The x1, x2 and x3 is OK, but the x4 with error message “inline value must be pure“。

https://scastie.scala-lang.org/fcTGvsBCTdqIDPzbofnPJg

well s4 is not transparent, so therefore it cant ‘see through’ to its result beign a constant

If we have inline def s4[n <: Int]: n * n = ??? and we take n to be the literal type 1, the return type becomes 1 * 1, which is the literal type 1.

So the original code should typecheck, right?

The Scala compiler’s error message inline value must be pure is confusing when applied to a non-transparent inline method. Should the compiler provide a more specific hint, such as, Perhaps you need to add the transparent modifier?

The error is not due to type mismatch - rather the “pureness” criteria is not a formal part of the type system, but like an ad-hoc rule specific for inline values. Ignoring the type, the RHS expression must only be a literal value, or a “pure expression” that results in such a literal value.

this would be a helpful addition - so upon this error, try to capture more information about why the purity check fails so it can be reported

Thank you very much for your helpful explanation!

So IIUC the inline-value-specific rule you mention does not take the type of the RHS expression into account to determine if it represents a literal value.

Because you describe the rule as kind of “ad-hoc”, I wonder if this is just a limitation of how the rule is currently implemented, or is there a more fundamental reason, for example that the precise type information is not available yet when the inline val is processed?

I think we could move the purity test past the inlining phase. That would make the example compile.

It would make the example compile, but it would also break the semantic abstraction that non-transparent inline provides. In particular, it breaks the invariant that “if it typechecks with inline, then it would also typecheck without it and will behave in the same way”.

If you rely on the specific shape of the body, you should add transparent. That modifier is meant to break that abstraction barrier to expose the inside of the method, besides its interface contract.

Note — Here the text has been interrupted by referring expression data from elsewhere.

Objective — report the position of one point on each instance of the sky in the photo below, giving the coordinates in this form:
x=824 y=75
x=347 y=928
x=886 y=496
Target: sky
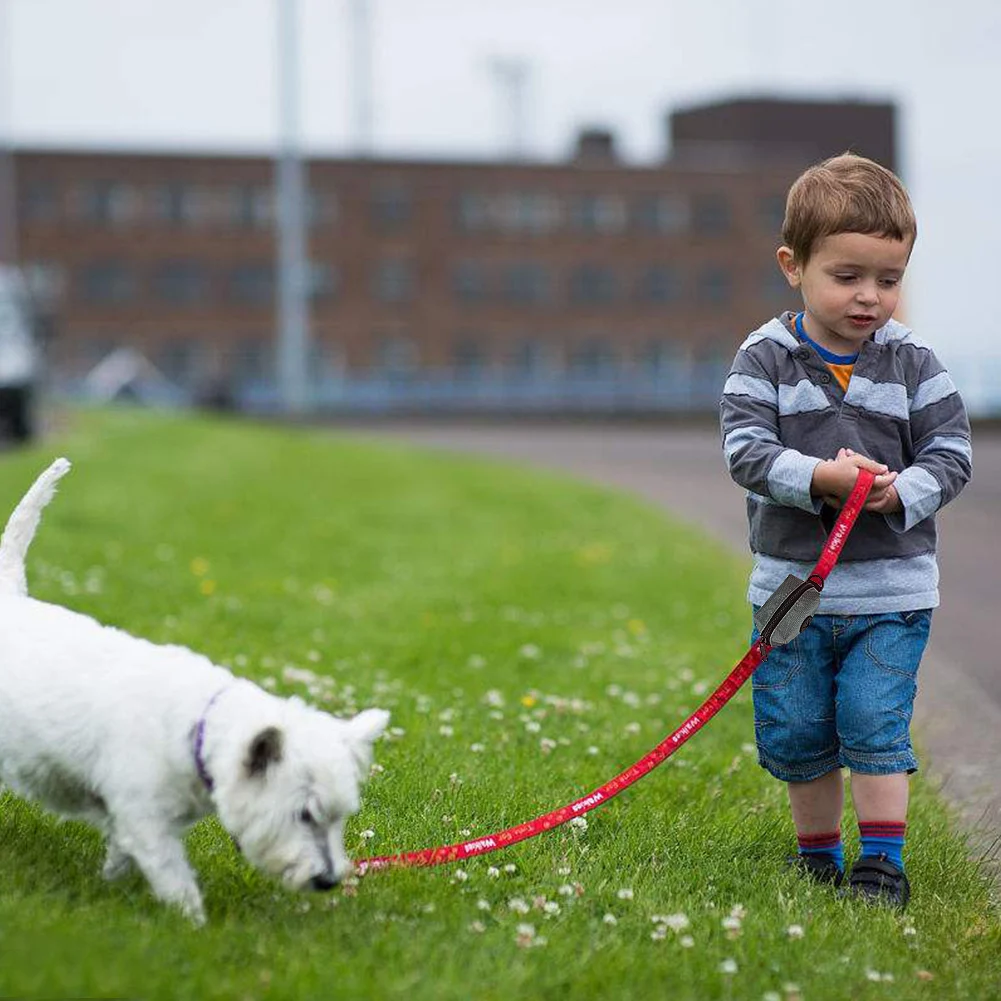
x=201 y=74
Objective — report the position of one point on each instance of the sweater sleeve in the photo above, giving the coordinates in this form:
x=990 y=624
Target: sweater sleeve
x=943 y=452
x=755 y=454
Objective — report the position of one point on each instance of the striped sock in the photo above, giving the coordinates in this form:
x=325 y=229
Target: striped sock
x=824 y=844
x=883 y=838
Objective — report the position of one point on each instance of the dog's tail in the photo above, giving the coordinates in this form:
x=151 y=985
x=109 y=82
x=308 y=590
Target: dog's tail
x=22 y=526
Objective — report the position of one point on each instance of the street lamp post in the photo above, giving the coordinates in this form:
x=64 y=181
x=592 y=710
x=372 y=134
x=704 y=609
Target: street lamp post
x=292 y=311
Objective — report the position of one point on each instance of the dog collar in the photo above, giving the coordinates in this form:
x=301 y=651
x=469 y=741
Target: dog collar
x=199 y=741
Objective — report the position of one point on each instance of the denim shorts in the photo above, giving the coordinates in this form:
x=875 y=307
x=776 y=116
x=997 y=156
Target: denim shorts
x=841 y=695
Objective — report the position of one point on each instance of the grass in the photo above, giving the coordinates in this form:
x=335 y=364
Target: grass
x=533 y=637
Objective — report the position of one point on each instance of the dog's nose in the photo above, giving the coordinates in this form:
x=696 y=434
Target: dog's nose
x=324 y=881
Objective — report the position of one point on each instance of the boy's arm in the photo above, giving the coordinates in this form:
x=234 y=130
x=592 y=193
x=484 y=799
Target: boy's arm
x=943 y=454
x=756 y=457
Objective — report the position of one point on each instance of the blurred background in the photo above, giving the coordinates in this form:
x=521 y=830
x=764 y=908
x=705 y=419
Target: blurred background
x=378 y=207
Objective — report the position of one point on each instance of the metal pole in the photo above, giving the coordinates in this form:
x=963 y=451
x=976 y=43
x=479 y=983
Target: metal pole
x=361 y=75
x=292 y=314
x=8 y=197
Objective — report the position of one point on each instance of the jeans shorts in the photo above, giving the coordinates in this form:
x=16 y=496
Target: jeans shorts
x=840 y=695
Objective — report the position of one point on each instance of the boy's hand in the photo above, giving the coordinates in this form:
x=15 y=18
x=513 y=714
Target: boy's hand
x=834 y=479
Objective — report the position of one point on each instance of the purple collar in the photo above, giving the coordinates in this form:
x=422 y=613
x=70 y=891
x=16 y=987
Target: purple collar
x=199 y=740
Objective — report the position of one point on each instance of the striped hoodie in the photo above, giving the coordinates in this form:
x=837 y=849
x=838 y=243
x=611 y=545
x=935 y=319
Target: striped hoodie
x=783 y=412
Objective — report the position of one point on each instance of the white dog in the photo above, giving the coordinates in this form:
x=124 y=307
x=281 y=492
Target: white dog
x=143 y=740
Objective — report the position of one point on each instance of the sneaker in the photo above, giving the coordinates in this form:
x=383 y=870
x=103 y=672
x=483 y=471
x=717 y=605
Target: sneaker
x=878 y=881
x=819 y=868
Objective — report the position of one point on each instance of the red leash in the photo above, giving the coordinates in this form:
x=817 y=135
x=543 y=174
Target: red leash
x=754 y=657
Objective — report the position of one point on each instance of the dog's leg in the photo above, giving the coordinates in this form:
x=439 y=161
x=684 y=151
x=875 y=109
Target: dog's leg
x=160 y=856
x=117 y=862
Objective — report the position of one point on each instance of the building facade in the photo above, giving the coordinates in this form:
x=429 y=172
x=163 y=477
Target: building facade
x=432 y=281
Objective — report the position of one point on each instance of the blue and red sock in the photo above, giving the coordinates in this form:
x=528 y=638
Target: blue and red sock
x=824 y=845
x=883 y=838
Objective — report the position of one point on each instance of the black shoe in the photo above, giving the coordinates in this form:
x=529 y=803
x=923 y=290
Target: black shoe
x=878 y=881
x=819 y=868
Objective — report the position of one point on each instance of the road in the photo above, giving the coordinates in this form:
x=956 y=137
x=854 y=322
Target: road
x=958 y=710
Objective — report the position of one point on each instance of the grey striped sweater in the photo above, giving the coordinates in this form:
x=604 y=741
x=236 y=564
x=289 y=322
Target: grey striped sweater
x=783 y=411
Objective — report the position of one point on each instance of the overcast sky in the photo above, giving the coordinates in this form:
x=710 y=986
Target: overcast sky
x=201 y=74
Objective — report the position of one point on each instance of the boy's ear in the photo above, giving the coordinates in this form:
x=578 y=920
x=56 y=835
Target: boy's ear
x=787 y=261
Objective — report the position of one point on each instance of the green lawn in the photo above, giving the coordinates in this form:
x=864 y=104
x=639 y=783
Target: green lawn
x=532 y=637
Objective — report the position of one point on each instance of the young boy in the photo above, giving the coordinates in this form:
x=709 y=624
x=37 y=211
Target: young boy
x=811 y=398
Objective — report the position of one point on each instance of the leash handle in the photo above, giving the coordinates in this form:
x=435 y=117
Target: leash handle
x=847 y=518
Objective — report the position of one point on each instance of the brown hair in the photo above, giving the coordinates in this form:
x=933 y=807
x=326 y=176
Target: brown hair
x=846 y=194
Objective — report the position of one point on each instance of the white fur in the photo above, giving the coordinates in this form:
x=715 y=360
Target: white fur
x=101 y=726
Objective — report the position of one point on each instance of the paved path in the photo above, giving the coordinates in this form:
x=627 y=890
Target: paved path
x=958 y=713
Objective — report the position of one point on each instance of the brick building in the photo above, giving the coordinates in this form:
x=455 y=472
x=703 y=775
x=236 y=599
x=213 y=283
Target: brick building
x=437 y=281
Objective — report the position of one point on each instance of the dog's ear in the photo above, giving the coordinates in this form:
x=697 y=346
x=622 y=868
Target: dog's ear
x=265 y=749
x=368 y=725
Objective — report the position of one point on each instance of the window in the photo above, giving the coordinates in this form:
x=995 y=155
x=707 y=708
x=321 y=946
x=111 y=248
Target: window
x=600 y=213
x=470 y=282
x=108 y=282
x=471 y=211
x=592 y=357
x=393 y=280
x=175 y=204
x=252 y=284
x=593 y=284
x=468 y=357
x=662 y=213
x=711 y=214
x=108 y=203
x=659 y=283
x=40 y=202
x=251 y=206
x=182 y=282
x=526 y=283
x=715 y=285
x=390 y=205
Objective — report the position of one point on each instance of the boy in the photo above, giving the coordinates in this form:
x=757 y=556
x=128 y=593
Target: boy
x=811 y=398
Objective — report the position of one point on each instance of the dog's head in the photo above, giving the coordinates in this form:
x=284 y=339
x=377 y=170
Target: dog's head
x=288 y=784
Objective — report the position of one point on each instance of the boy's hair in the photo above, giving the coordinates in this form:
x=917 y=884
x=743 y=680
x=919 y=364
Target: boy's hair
x=846 y=194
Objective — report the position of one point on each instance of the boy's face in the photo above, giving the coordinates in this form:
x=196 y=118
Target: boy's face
x=850 y=286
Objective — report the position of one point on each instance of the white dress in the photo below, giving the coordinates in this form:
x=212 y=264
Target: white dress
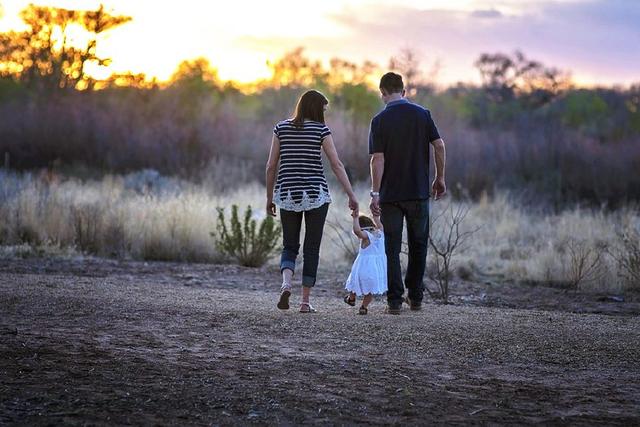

Well, it’s not exactly type-checking that is at play here. The example type-checks with the same (constant-)type for both regular and transparent inline methods. The failure comes from an additional test that checks that the right-hand side of an inline value must be an expression that is known to be side-effect free. That’s a very crude check that just declares some kinds of trees to be OK and otherwise errs on the side of caution. It might be reasonable to generalize that check so that it sees through inline expansions.

Type checking or checking doesn’t really matter. I mean “is your program valid?” overall. From the restrictions/guarantees of inline def of today, as a library author, you get the freedom to change the body of your inline def as long as it abides by its contract, without ever breaking user code. “Constraints liberate.” If we relax the check, we restrict the freedoms of the library author. It’s not a win-win change.

That’s a fair point. We can still improve the error message, but the base behavior should probably stay as it is.